In Poland, for example, the Polish Constitutional Court found that article 24b § 1 of the Tax Ordinance Act (“TOA”), which set out a GAAR, was unconstitutional. It was found to be “in breach of article 2 (the principle of the rule of law) in conjunction with article 217 (the principle of legislative base for tax liability) of the Polish Constitution, and therefore declared it to be null and void. In consequence of this judgment, GAAR was repealed from the TOA.” (Kuźniacki 2012, p. 151).

In Canada, term “abuse” in s.245(4) of the ITA was challenged as being unconstitutionally vague, but this was rejected by the FCA in Kaulius v. Canada. The court held as follows (2003 FCA 371 (CanLII), para 31):

As stated in Ontario v. Canadian Pacific Ltd., 1995 CanLII 112 (SCC), [1995] 2 S.C.R. 1031, the question is whether a law provides the basis for legal debate and coherent judicial interpretation. If judicial interpretation is possible, an impugned law is not vague… In the case of section 245, the Tax Court and this Court have, on several occasions, had occasion to interpret the section and apply it. Indeed, on the facts in OSFC which are, for practical purposes, the same facts applicable to this case, the Court was able to interpret subsection 245(4) and apply it. Subsection 245(4), having been interpreted and applied on numerous occasions by the Courts, is capable of supporting legal debate and coherent judicial interpretation. It is therefore not unconstitutionally vague.

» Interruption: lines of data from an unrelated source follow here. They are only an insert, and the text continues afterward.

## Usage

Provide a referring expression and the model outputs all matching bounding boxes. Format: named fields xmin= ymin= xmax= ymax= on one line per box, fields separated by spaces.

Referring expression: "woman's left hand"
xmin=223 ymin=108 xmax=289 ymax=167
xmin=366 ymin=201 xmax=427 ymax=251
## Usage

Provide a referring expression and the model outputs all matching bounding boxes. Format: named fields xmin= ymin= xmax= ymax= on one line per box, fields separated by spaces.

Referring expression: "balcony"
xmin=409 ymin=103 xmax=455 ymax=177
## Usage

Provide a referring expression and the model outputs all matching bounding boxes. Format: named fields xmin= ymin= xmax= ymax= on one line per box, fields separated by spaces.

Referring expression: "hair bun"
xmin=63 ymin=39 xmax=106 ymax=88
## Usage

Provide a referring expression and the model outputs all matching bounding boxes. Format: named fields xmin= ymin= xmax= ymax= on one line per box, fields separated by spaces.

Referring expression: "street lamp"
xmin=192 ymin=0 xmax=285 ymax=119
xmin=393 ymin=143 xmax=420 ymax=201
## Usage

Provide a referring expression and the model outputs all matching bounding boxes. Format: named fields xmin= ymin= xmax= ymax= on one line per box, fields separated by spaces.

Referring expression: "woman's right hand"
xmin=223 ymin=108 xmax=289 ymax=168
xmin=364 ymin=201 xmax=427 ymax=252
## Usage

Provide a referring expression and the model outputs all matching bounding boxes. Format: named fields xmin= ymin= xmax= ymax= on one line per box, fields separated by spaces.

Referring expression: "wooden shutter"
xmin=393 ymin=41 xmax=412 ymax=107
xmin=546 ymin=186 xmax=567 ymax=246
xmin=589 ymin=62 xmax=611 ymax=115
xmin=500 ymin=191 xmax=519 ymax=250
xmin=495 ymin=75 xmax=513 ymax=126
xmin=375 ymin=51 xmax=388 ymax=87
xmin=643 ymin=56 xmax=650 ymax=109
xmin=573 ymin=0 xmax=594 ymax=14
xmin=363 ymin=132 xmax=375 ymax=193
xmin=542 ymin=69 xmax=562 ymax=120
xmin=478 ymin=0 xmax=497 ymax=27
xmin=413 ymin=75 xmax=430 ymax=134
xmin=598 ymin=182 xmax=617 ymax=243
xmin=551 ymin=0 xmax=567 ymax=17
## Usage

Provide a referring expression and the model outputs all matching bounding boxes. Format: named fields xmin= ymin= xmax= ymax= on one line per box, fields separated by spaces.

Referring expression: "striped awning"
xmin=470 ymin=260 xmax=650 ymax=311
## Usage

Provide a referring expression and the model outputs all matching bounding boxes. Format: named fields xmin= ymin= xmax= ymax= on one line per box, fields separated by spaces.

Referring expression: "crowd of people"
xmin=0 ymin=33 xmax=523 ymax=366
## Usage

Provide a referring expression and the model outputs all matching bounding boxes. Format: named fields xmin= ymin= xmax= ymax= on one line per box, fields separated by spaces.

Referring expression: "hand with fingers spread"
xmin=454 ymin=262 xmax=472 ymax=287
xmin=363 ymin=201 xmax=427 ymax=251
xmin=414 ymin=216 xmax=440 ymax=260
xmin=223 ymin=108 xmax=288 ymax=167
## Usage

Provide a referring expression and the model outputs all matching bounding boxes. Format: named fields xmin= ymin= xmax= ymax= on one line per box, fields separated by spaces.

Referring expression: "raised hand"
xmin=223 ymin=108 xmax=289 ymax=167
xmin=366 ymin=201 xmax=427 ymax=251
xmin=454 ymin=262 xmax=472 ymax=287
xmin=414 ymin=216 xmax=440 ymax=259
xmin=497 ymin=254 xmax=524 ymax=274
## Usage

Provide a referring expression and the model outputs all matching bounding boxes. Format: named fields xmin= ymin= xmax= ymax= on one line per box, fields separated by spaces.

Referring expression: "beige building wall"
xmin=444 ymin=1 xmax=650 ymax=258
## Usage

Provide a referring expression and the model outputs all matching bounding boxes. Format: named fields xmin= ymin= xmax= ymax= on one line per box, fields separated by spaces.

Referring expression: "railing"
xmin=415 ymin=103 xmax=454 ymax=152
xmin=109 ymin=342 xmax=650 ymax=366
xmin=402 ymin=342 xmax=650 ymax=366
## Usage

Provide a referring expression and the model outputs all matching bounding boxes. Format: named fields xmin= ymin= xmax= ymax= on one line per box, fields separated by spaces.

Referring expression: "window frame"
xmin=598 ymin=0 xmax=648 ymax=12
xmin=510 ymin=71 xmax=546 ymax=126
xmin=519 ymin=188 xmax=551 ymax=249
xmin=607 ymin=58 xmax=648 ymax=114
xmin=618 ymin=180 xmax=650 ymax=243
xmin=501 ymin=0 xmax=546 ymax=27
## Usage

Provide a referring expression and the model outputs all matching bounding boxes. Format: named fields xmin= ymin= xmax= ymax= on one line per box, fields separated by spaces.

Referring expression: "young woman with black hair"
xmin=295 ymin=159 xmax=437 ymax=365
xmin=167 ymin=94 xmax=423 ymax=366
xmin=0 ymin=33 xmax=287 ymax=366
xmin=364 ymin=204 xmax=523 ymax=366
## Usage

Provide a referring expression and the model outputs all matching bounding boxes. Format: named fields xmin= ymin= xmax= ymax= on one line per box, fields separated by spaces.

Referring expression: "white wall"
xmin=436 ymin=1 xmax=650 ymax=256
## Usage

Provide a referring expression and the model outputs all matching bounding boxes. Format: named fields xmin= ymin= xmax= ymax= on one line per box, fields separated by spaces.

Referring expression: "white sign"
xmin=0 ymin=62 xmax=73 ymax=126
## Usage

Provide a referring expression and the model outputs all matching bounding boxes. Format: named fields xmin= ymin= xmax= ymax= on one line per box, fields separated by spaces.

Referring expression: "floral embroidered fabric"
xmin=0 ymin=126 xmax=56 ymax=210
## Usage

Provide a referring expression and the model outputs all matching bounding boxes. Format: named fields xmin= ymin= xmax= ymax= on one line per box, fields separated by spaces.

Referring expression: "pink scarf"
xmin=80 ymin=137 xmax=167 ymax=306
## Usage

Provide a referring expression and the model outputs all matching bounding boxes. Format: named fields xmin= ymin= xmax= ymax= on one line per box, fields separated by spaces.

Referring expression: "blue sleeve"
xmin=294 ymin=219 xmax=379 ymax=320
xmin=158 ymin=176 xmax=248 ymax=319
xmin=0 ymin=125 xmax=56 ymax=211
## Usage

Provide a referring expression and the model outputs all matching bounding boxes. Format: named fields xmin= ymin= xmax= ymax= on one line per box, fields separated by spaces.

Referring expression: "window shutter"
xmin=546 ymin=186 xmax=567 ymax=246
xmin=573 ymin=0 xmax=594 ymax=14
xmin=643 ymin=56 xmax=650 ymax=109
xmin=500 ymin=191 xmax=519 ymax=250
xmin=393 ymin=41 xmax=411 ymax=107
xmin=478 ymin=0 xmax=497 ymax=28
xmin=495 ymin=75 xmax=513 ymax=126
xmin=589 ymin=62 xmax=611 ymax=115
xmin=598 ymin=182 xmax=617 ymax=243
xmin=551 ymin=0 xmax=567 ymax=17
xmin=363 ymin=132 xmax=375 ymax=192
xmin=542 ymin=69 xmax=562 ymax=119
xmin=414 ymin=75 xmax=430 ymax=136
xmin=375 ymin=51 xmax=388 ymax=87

6 Applying the lessons to the U.S.

As Aviv Pichhadze and Amir Pichhadze have observed, the SCC’s approach in Canada Trustco is consistent with a similar trend taken by the top courts in the U.K. and the U.S. (Pichhadze & Pichhadze 2007). For example, in Gitlitz v. Commissioner of Internal Revenue it was suggested that without judicial intervention the transaction would produce a “double windfall” for shareholders; “they would be exempted from paying taxes on the full amount of the discharge of indebtedness, and they would be able to increase basis and deduct their previously suspended losses.” (Gitlitz v. C.I.R. 2001, p. 701–02). Yet the Supreme Court of the United States held that “because the Code’s plain text permits the taxpayer here to receive these benefits, we need not address this policy concern.” Postlewaite has suggested that the reason for this trend in statutory interpretation is the courts’ “fear of usurping the role of the legislative branch.” (Postlewaite 2005, p. 147).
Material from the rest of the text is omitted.